I was especially fascinated to learn about this pioneering Chinese laundryman because some of my distant relatives eventually came to run this Birmingham laundry a generation later around the 1930s. I wouldn’t be surprised to learn that this 1892 Chinese was also a distant relative!
Chinese laundrymen did not employ the most hygienic procedures resulting in unsanitary conditions that prompted legal actions against them. To cite one example, in 1913, New Orleans health officials launched a campaign to fine Chinese laundries that did not clean up their practices as reported in the Times-Picayune.

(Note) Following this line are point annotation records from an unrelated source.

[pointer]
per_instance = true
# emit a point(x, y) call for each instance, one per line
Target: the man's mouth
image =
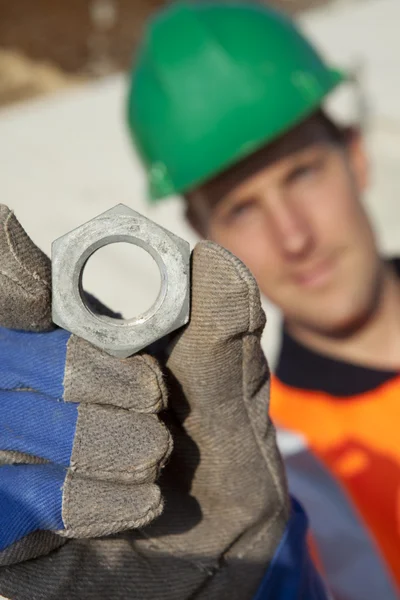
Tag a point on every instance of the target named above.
point(316, 275)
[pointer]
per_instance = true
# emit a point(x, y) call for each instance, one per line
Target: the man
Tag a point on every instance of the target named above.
point(84, 436)
point(226, 109)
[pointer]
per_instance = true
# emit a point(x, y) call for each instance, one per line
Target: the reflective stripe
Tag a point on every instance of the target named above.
point(351, 561)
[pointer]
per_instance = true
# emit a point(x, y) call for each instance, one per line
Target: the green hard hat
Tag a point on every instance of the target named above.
point(214, 82)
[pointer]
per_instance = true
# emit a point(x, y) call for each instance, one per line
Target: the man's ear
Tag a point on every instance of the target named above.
point(358, 157)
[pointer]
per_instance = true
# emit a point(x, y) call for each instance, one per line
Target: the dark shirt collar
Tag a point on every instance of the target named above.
point(302, 368)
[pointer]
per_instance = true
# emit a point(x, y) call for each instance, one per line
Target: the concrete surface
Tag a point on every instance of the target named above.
point(66, 158)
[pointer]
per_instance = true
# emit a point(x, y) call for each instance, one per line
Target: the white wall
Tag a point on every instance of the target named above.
point(66, 158)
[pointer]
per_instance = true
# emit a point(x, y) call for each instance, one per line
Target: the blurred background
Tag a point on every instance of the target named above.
point(65, 155)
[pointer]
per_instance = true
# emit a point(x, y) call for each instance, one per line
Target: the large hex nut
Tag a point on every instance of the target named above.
point(118, 337)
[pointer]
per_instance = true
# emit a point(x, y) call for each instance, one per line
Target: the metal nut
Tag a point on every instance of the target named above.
point(118, 337)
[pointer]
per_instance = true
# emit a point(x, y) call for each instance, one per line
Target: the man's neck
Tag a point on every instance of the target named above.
point(377, 343)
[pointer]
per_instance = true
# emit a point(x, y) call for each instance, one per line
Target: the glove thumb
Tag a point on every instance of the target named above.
point(25, 278)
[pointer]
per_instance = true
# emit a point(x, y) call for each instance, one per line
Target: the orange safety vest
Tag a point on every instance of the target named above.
point(339, 432)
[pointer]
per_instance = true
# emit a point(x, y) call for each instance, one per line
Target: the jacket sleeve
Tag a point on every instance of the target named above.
point(292, 575)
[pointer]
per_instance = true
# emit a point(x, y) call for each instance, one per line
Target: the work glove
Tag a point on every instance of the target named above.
point(83, 445)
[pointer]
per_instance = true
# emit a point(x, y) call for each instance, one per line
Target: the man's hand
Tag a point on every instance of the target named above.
point(80, 440)
point(226, 505)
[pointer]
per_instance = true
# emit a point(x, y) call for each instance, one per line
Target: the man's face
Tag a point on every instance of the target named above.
point(292, 214)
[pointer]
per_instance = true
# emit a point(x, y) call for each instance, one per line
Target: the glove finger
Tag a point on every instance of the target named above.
point(95, 508)
point(91, 375)
point(33, 361)
point(30, 499)
point(47, 497)
point(63, 366)
point(25, 278)
point(119, 445)
point(103, 441)
point(37, 425)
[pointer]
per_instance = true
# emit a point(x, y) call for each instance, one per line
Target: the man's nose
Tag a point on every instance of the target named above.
point(290, 229)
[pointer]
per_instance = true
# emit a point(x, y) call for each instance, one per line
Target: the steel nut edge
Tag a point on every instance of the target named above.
point(118, 337)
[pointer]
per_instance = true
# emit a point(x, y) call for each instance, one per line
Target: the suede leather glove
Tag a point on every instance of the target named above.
point(226, 504)
point(80, 440)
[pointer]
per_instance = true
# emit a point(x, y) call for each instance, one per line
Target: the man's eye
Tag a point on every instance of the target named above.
point(304, 171)
point(239, 210)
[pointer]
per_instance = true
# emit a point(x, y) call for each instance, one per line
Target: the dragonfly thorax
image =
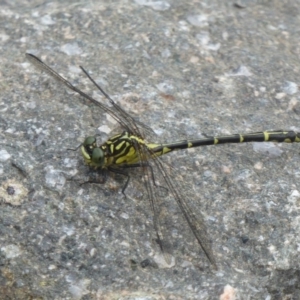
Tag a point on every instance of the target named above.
point(92, 154)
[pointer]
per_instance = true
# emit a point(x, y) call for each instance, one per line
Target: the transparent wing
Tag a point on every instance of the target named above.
point(193, 218)
point(120, 115)
point(151, 166)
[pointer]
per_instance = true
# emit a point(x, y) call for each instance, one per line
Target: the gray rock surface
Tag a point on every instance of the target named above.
point(188, 69)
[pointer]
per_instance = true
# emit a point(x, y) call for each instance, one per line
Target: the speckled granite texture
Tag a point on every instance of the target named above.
point(188, 69)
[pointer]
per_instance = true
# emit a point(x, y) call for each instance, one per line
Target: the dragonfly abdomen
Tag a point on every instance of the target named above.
point(264, 136)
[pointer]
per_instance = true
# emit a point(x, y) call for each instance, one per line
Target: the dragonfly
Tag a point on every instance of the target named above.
point(131, 149)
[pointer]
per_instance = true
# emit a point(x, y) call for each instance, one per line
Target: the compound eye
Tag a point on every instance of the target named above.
point(89, 141)
point(98, 157)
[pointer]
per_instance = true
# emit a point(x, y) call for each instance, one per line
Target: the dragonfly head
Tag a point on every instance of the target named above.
point(92, 154)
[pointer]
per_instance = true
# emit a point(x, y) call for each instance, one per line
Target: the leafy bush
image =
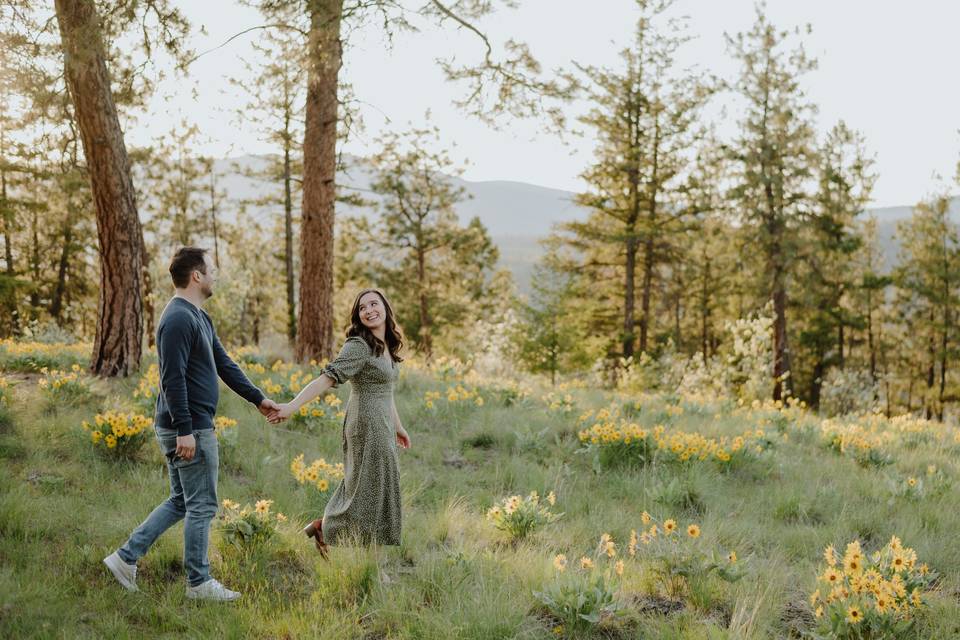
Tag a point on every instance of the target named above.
point(519, 517)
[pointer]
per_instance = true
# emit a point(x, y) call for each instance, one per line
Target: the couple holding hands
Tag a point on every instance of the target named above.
point(366, 505)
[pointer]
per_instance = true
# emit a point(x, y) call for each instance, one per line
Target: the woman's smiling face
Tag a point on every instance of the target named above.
point(373, 314)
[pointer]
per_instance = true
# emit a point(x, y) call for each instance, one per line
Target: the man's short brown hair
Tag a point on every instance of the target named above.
point(185, 261)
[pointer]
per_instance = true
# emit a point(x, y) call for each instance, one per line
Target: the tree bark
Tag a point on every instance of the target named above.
point(315, 334)
point(213, 217)
point(119, 332)
point(148, 307)
point(5, 216)
point(288, 238)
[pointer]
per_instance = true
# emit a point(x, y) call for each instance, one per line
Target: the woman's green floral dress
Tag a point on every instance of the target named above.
point(367, 502)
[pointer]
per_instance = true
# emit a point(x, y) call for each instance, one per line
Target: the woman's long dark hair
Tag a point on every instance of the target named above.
point(392, 331)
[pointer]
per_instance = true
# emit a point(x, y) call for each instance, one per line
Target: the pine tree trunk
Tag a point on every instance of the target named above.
point(5, 216)
point(213, 218)
point(629, 294)
point(119, 331)
point(148, 307)
point(649, 245)
point(315, 334)
point(288, 242)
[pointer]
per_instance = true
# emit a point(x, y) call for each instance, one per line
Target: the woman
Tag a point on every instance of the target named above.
point(367, 502)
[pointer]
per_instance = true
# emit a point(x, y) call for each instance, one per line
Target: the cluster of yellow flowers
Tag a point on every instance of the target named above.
point(878, 592)
point(866, 444)
point(149, 384)
point(118, 430)
point(54, 380)
point(319, 473)
point(609, 431)
point(245, 525)
point(556, 402)
point(455, 394)
point(652, 528)
point(519, 516)
point(260, 508)
point(606, 548)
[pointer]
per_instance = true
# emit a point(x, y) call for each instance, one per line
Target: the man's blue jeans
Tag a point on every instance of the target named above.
point(193, 498)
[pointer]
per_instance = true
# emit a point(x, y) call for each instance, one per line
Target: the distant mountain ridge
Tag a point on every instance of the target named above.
point(516, 214)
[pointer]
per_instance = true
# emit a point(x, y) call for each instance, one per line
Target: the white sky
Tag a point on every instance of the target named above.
point(885, 66)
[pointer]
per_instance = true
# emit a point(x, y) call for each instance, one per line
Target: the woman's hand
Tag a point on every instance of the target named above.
point(282, 413)
point(403, 438)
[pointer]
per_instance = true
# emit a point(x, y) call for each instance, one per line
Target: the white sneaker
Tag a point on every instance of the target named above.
point(212, 590)
point(126, 574)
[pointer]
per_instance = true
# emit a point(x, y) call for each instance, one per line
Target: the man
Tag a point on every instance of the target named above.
point(191, 358)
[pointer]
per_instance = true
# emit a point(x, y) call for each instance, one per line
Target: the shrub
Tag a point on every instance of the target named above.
point(588, 594)
point(519, 517)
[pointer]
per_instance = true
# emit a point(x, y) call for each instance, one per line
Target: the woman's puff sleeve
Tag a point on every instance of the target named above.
point(353, 355)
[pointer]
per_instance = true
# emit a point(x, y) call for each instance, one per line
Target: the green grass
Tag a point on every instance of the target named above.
point(63, 507)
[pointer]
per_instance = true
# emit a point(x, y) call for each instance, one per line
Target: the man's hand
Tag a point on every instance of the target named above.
point(186, 447)
point(403, 438)
point(269, 409)
point(283, 412)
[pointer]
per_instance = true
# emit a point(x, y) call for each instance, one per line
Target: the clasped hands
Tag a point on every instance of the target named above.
point(273, 412)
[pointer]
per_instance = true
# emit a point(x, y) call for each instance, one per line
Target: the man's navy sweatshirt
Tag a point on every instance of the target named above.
point(191, 359)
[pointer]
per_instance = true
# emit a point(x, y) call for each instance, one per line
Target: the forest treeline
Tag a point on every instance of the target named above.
point(689, 235)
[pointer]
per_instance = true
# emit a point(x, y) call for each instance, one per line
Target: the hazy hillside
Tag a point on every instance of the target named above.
point(516, 214)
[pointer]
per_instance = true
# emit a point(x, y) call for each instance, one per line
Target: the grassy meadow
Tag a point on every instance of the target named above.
point(766, 489)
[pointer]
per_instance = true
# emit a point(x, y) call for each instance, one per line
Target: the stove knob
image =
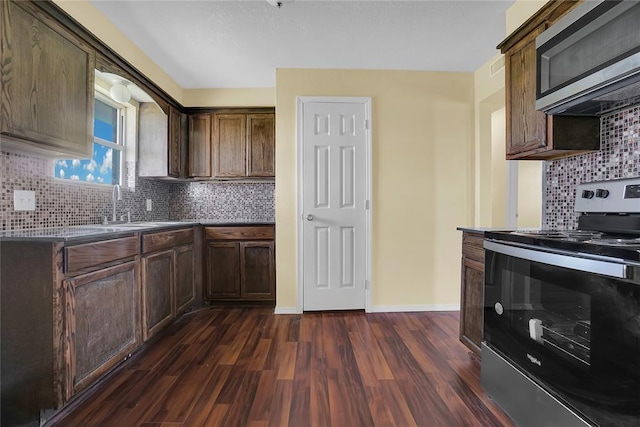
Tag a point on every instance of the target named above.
point(587, 194)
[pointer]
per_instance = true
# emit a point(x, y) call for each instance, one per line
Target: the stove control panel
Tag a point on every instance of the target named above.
point(615, 196)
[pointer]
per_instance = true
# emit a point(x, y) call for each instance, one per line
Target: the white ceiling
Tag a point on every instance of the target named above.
point(240, 43)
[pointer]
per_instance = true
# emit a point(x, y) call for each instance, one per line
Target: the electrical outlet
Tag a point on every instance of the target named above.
point(24, 200)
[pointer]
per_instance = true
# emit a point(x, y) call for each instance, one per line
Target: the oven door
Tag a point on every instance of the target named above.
point(570, 322)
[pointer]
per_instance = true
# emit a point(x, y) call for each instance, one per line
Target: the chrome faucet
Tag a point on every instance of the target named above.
point(117, 195)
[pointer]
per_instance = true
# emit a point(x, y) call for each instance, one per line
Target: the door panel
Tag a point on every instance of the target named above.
point(334, 165)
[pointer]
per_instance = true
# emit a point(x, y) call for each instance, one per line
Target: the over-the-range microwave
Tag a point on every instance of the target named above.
point(588, 62)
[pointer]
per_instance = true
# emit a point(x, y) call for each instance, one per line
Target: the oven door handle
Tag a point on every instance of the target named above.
point(605, 268)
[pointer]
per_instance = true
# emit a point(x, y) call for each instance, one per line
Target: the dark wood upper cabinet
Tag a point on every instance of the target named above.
point(260, 144)
point(532, 134)
point(229, 146)
point(175, 144)
point(47, 84)
point(200, 145)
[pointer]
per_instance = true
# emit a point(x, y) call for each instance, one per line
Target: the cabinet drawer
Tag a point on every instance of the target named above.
point(81, 257)
point(240, 233)
point(472, 246)
point(164, 240)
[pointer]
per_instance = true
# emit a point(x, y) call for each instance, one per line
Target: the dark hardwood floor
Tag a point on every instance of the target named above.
point(249, 367)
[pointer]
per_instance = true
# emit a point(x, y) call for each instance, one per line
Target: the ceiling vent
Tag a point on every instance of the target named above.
point(496, 66)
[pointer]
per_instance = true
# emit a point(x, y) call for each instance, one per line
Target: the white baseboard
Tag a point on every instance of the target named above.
point(286, 310)
point(387, 308)
point(408, 308)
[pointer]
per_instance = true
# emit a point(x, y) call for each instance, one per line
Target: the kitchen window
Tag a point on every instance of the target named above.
point(106, 164)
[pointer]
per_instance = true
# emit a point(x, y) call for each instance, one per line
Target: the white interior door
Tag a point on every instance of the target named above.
point(335, 148)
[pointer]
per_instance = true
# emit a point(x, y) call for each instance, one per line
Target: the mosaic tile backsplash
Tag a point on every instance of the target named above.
point(618, 157)
point(61, 203)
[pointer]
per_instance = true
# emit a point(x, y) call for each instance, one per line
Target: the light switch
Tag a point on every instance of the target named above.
point(24, 200)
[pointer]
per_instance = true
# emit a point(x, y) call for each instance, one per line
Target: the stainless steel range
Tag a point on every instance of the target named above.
point(562, 315)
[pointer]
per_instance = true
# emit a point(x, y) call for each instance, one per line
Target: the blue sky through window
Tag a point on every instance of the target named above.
point(100, 168)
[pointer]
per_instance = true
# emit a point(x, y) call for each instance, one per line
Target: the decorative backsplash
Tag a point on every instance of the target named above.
point(63, 203)
point(225, 201)
point(618, 157)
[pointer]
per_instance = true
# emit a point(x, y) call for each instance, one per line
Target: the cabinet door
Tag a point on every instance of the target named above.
point(257, 270)
point(471, 313)
point(175, 151)
point(47, 83)
point(526, 127)
point(157, 291)
point(222, 270)
point(185, 277)
point(200, 145)
point(102, 322)
point(261, 140)
point(229, 145)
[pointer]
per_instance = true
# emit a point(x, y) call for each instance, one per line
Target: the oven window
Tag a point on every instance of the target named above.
point(574, 332)
point(556, 317)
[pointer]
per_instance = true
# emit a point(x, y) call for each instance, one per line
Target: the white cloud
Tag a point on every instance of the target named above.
point(91, 166)
point(107, 162)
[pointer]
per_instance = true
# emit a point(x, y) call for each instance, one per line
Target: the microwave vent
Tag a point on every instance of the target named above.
point(623, 94)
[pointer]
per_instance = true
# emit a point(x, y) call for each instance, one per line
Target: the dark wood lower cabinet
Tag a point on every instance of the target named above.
point(157, 284)
point(239, 264)
point(472, 293)
point(184, 294)
point(256, 270)
point(102, 325)
point(168, 278)
point(223, 270)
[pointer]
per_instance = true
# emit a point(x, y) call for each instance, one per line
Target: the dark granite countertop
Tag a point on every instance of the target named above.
point(96, 232)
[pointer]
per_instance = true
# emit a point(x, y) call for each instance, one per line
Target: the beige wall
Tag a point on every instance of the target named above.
point(92, 19)
point(490, 196)
point(422, 138)
point(499, 169)
point(249, 97)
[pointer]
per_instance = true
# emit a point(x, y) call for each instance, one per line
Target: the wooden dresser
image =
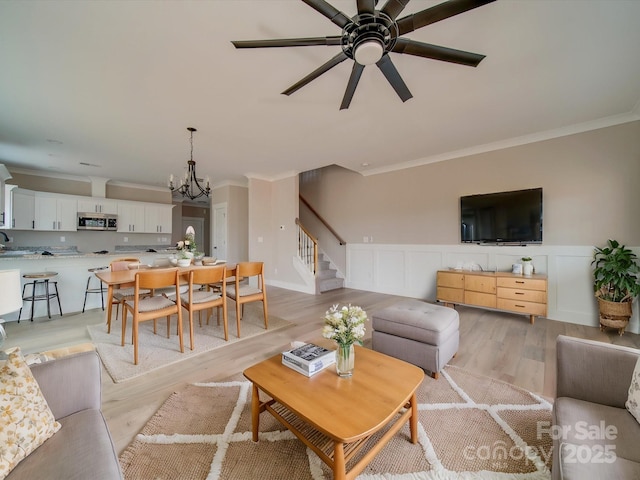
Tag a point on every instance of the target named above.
point(498, 290)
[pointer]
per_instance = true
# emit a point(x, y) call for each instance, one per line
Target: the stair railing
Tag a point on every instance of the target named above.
point(324, 222)
point(307, 248)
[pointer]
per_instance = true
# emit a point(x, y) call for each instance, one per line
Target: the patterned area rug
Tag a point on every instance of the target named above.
point(470, 427)
point(157, 351)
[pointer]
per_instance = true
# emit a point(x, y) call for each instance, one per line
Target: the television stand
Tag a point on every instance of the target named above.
point(495, 290)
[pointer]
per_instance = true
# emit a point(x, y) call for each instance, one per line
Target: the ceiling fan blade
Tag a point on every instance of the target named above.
point(356, 72)
point(341, 57)
point(391, 73)
point(287, 42)
point(329, 11)
point(436, 52)
point(435, 14)
point(366, 6)
point(393, 8)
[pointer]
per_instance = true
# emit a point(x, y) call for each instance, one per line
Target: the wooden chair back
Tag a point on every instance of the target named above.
point(153, 307)
point(242, 293)
point(198, 301)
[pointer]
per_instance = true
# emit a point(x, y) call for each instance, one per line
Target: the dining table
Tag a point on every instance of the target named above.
point(120, 277)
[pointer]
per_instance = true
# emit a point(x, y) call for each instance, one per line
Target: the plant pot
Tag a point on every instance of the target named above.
point(614, 314)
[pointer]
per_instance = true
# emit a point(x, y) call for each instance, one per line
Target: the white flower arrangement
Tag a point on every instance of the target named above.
point(344, 325)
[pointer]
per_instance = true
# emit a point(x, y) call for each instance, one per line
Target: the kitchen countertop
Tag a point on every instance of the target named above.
point(36, 253)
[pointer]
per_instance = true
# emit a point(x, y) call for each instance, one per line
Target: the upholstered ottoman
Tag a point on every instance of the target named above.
point(417, 332)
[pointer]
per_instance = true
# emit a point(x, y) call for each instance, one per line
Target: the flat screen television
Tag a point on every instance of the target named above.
point(505, 217)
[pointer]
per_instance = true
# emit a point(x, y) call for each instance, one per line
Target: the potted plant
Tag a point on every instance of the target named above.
point(616, 283)
point(527, 266)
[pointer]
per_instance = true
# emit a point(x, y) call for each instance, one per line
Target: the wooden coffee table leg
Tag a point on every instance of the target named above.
point(413, 425)
point(255, 411)
point(339, 464)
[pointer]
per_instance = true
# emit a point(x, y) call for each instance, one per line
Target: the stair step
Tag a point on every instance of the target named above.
point(323, 265)
point(331, 284)
point(325, 274)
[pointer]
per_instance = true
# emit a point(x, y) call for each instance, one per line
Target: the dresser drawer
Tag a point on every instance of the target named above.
point(529, 308)
point(450, 279)
point(523, 283)
point(480, 283)
point(480, 299)
point(520, 294)
point(453, 295)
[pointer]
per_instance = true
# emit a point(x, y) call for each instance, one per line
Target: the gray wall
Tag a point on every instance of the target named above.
point(590, 183)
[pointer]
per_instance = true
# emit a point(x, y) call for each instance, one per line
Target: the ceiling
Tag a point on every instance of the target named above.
point(108, 88)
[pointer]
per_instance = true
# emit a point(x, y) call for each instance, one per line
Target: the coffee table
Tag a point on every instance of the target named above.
point(336, 417)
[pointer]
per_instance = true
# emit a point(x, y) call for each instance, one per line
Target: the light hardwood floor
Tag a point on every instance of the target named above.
point(500, 345)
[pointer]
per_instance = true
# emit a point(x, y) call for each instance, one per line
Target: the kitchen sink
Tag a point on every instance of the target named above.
point(17, 253)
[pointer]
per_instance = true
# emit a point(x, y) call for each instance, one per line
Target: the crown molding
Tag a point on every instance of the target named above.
point(605, 122)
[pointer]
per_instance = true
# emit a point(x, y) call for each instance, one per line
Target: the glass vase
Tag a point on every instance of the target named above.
point(345, 359)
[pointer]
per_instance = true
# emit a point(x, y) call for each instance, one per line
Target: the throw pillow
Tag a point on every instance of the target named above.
point(633, 401)
point(26, 420)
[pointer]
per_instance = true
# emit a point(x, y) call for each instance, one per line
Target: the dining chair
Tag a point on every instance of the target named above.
point(242, 291)
point(197, 300)
point(121, 292)
point(152, 307)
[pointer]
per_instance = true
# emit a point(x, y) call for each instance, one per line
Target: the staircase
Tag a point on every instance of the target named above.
point(326, 277)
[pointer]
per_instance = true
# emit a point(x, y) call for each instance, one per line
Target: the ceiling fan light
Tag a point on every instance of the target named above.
point(368, 53)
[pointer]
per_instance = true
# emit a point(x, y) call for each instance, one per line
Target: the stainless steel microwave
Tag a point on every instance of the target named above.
point(97, 221)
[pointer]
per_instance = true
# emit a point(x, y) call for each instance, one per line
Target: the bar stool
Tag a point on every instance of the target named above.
point(41, 278)
point(100, 290)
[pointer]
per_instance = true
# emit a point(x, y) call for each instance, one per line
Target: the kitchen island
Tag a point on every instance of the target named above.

Several laundrymen were identified as violating sanitary laws in addition to not having separate dressing rooms and toilets for persons of different colors (black and white) and sexes. Plans were announced to arraign operators of 17 of the 24 inspected Chinese laundries.
Early laundries did not have adequate plumbing to dispose of water, which would be left outside in the gutter, and served as breeding grounds for mosquitoes, especially in New Orleans.
Chinese laundrymen typically lived on the premises of their laundry to save money and for physical safety. Consequently, they prepared and ate their meals as well as slept in areas close to the laundered clothes. These risks were attributed to the “natural carelessness of the Celestial’ (a common term for Chinese at that time) and regarded as unsanitary threats to public health.
Another health concern was that the laundry of ‘diseased and healthy’ customers was not washed separately. Chinese laundries were also criticized for failing to segregate laundry of whites and blacks, called “Colored” in that era, by washing them in the same tubs.
While many of the actions taken against the Chinese were directed toward public health concerns such as the dangers of malaria spread by mosquitoes breeding in stagnant disposed water, it is apparent that other actions were prompted to maintain racial segregation. There was no known evidence that washing the clothes of different races was a threat to physical health. Assuming the wash water was sufficiently hot, strong soap was used, and hot irons were employed, it is also unlikely that threats to health existed from the mingling of clothes from healthy and diseased persons or cooking and eating near the laundering of clothes.